Out in the Field: LGBT Pro Athletes. #SXsports

For a topic that has made huge headlines the last two years, its amazing how the LGBT pro athlete circle is still so small. Today, I had the pleasure of witnessing live at SXsports a conversation I have been paying close attention on social the last few years, and I got to meet and chat with one of the major influencers in this area: former NFL player Wade Davis II.

The panel featured Olympic gold medalist and out pro soccer player Megan Rapinoe, and 13 year NBA season player Jason Collins. Its been two years since Jason came out and went on to spend his last year in the NBA with the Brooklyn Nets, and in doing so became the first openly-gay athlete in the big four (football, basketball, baseball, and hockey) while still playing. When this happened, it was predicted there would be a tidal-wave of pro-athletes coming out in the years since. But this has not happened. At all.

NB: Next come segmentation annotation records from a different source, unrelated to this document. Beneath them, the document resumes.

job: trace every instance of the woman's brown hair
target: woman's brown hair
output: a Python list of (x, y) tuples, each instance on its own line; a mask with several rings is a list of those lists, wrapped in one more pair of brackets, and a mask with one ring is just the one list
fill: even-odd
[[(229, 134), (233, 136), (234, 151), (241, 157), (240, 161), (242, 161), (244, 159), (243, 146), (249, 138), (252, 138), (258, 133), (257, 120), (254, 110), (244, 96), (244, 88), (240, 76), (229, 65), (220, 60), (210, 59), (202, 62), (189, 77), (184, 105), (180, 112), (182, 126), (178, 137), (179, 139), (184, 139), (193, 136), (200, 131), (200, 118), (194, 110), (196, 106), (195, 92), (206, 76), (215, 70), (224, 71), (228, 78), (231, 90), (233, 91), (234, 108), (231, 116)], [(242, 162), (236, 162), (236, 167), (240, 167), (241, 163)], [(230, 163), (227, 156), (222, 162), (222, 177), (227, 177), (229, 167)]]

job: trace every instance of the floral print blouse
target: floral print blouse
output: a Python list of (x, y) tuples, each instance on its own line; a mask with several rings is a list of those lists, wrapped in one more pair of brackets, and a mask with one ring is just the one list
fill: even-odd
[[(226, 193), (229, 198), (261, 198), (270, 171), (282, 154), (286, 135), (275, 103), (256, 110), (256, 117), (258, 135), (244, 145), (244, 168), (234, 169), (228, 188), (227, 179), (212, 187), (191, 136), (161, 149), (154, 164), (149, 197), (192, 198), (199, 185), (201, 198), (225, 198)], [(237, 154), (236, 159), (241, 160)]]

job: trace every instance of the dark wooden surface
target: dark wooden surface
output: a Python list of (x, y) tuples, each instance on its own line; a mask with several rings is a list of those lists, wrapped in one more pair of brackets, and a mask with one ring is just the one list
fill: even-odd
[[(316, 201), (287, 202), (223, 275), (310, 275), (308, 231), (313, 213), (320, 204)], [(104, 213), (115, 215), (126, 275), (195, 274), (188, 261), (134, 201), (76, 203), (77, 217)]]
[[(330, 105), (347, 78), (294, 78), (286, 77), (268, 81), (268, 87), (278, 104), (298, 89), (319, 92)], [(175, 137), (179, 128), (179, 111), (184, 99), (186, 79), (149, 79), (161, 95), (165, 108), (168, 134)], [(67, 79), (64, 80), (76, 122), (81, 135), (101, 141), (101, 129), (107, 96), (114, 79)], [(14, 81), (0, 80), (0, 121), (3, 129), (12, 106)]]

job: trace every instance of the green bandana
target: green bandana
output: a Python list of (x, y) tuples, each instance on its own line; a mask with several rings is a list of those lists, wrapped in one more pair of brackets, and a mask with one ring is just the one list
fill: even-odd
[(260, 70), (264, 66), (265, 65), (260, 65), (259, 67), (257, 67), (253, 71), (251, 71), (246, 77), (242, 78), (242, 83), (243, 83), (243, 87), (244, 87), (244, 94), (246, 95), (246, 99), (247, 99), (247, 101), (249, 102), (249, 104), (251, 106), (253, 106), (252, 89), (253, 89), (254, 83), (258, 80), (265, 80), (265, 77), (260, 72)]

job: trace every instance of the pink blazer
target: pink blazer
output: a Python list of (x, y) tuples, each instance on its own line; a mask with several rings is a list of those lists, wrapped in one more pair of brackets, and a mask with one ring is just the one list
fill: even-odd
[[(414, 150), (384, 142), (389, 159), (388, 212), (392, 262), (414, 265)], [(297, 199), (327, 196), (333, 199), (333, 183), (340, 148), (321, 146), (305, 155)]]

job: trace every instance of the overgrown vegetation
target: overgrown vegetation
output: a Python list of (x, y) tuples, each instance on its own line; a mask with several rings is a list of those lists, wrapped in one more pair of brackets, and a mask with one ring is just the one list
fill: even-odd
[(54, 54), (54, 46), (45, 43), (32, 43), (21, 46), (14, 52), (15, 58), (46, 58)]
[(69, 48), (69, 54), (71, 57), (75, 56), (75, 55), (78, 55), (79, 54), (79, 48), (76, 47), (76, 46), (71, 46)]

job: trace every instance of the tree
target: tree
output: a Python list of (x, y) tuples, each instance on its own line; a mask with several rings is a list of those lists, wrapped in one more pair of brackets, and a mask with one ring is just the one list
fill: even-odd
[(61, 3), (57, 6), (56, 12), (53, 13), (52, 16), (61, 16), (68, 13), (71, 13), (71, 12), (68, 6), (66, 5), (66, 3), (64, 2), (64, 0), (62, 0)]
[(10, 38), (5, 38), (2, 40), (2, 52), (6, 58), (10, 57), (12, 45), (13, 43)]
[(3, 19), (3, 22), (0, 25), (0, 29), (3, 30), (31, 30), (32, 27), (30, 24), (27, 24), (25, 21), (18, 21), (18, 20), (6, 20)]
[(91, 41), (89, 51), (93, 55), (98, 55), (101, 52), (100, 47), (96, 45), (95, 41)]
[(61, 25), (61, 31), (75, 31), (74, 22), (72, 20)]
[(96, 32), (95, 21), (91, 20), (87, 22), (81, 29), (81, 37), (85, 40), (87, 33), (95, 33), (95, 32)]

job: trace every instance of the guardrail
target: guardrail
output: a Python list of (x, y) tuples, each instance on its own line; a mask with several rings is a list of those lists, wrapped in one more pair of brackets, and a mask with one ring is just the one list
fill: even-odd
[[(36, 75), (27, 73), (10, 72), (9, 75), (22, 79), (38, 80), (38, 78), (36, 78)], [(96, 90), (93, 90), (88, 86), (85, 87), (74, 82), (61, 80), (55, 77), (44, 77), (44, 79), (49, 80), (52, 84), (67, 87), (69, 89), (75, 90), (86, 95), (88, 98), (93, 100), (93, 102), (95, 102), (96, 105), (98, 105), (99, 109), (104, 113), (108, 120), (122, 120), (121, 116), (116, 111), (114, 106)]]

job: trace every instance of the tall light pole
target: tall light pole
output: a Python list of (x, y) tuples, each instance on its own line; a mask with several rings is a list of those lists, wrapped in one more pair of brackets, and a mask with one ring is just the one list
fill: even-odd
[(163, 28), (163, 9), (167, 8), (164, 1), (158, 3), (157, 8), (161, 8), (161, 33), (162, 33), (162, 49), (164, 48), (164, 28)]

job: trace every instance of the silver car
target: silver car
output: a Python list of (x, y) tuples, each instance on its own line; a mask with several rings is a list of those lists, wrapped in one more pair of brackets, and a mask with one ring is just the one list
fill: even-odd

The disappointment was discussed widely and the frustration in the room among media and athletes was evident. Megan talked a lot about the responsibility of the professional bodies representing athletes such as the NFL, NBA, IOC and Fifa, to help protect athletes who are openly gay. While a lot of organizing bodies say they are encouraging athletes coming out, Megan explained that “Athletes are not going to come out unless they feel protected by the organization they play for.”

Megan feels real change in attitudes at the professional bodies won’t happen until there is real change at the top internally. I do hope there is room for fans who care to create the change they want to see in the sport they love by taking action with decisions that will affect the organizing bodies, like ticket and merchandize sales. But I realize much of this action will be difficult to do without affecting athletes.

Homophobia and the use of homophobic slurs are still major problems within sports at all levels. Megan would like to see exorbitant fines in place so that athletes “never want to say it.” Jason is happy the NBA have included a $50k fine and he coaches young athletes as part of the NBA Rookie Transition Program to think smart as they “come into the workforce” of the NBA and they can’t use certain language if they want to keep their earnings.

The question of why are athletes so slow to come out was summed up with one word: Fear. And in order for the wave of openly-gay pro athletes to materialize, governing bodies, fans, teammates, coaches, family and friends will have to help our talented athletes overcome this fear.

Megan Rapinoe and Jason Collins at SXsports session on Out on the Field: LGBT Pro Athletes in 2015.